In the current study, NDVI and CVNDVI were selected as indicators of grassland degradation and used the improve the commonly used residual trend analysis method to evaluate the driving factors of different degraded grasslands between 2000 and 2019; further, the Hurst index was used to analyze the forecasted change in degradation or restoration in Qilian County. The results showed that nearly 55.0% of the grasslands between 2000 and 2019 are degraded, mainly affected by slight degradation. Grassland restoration or degradation was jointly induced by climate change and human activities. The regions dominated by both factors presenting grassland improvement, slight degradation or re-growing, moderate degradation, and severe degradation or desertification accounted for 16.6%, 34.3%, 3.3%, and 1.3%, respectively, of the total grassland area. In addition, the area of climate-driven grassland improvement was less than that of human activities-driven (4.2% < 12.2%). Secondly, regardless of the degree of degradation, the grassland degradation area caused by climate change was larger than that caused by human activities, such as slight degradation or re-growing (12.3% vs. 9.5%), moderate degradation (2.3% vs. 1.5%), and severe degradation or desertification (1.2% vs. 1.1%).
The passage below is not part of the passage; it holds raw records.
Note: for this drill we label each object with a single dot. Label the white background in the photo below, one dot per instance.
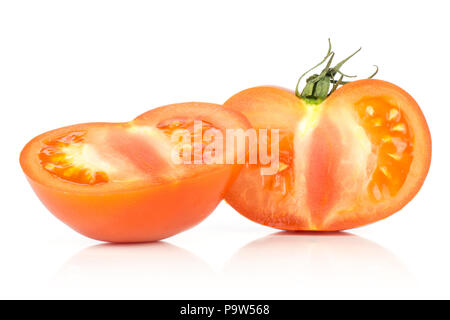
(65, 62)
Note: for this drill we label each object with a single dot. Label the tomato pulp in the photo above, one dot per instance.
(351, 159)
(117, 182)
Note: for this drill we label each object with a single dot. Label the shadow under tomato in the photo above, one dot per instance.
(143, 265)
(311, 260)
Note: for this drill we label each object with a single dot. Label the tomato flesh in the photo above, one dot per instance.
(346, 162)
(117, 182)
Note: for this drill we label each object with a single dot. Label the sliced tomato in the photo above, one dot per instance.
(357, 157)
(118, 182)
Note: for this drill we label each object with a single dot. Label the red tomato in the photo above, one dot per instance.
(351, 159)
(117, 182)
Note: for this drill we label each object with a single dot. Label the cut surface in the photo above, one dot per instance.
(160, 147)
(344, 163)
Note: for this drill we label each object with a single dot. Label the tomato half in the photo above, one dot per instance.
(117, 182)
(354, 158)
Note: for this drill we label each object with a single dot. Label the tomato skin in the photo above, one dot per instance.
(143, 215)
(327, 192)
(139, 210)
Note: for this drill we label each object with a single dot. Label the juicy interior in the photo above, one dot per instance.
(392, 141)
(127, 153)
(64, 157)
(336, 159)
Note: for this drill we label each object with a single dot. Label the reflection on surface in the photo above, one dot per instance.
(158, 264)
(308, 259)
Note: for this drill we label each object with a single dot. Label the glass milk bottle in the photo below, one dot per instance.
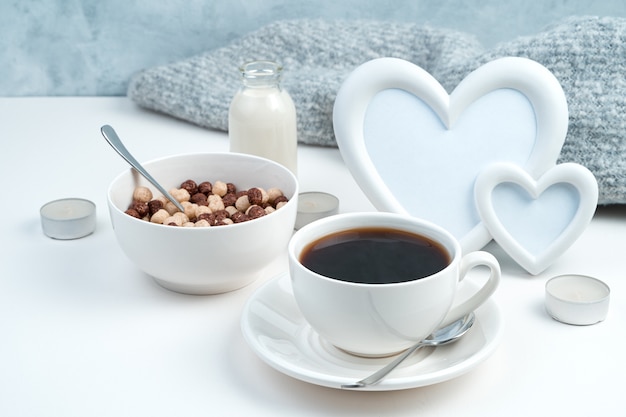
(262, 116)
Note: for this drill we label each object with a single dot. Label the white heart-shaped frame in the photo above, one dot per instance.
(414, 149)
(536, 221)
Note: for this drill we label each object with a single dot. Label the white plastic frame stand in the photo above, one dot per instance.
(415, 149)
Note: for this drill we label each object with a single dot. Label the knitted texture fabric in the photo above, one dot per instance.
(317, 56)
(586, 54)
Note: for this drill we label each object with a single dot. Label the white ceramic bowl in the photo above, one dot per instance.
(206, 260)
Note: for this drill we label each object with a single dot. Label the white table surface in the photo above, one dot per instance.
(84, 333)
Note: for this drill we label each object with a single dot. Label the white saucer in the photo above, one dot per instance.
(274, 328)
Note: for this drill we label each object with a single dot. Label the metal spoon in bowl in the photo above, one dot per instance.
(109, 134)
(443, 336)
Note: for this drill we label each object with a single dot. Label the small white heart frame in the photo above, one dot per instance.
(535, 221)
(415, 149)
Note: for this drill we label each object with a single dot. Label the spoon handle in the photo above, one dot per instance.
(109, 134)
(382, 372)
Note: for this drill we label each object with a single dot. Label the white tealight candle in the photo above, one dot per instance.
(68, 218)
(314, 206)
(577, 299)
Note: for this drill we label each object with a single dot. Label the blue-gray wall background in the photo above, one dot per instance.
(92, 47)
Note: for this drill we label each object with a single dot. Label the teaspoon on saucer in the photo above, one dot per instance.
(109, 134)
(443, 336)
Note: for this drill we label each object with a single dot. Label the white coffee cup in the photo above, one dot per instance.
(383, 319)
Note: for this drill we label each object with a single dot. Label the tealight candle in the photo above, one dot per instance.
(314, 206)
(577, 299)
(68, 218)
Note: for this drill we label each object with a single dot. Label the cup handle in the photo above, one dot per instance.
(468, 262)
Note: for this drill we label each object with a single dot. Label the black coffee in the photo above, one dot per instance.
(375, 256)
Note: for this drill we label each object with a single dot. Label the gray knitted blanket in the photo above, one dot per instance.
(586, 54)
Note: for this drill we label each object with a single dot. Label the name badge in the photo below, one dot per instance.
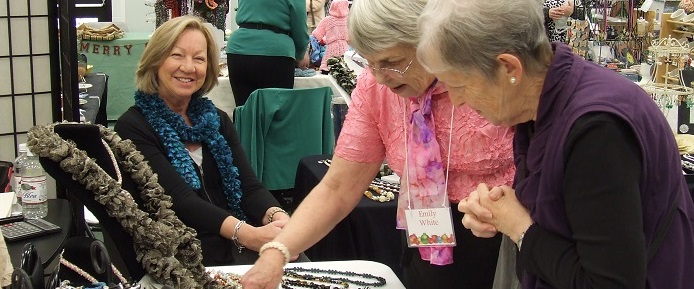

Nearly 95.69% of the grassland in Qilian County will continue to degrade, including the previously degraded areas. To overcome some of the limitations of this study, future research should improve the evaluation methods, combined with ground truth data, identify the driving factors of different degraded grasslands on a finer scale, and predict the trend of grassland degradation or restoration. Our findings will not only help us understand the drivers of different degraded grasslands but also help decision-makers formulate grassland ecological management policies and guidelines.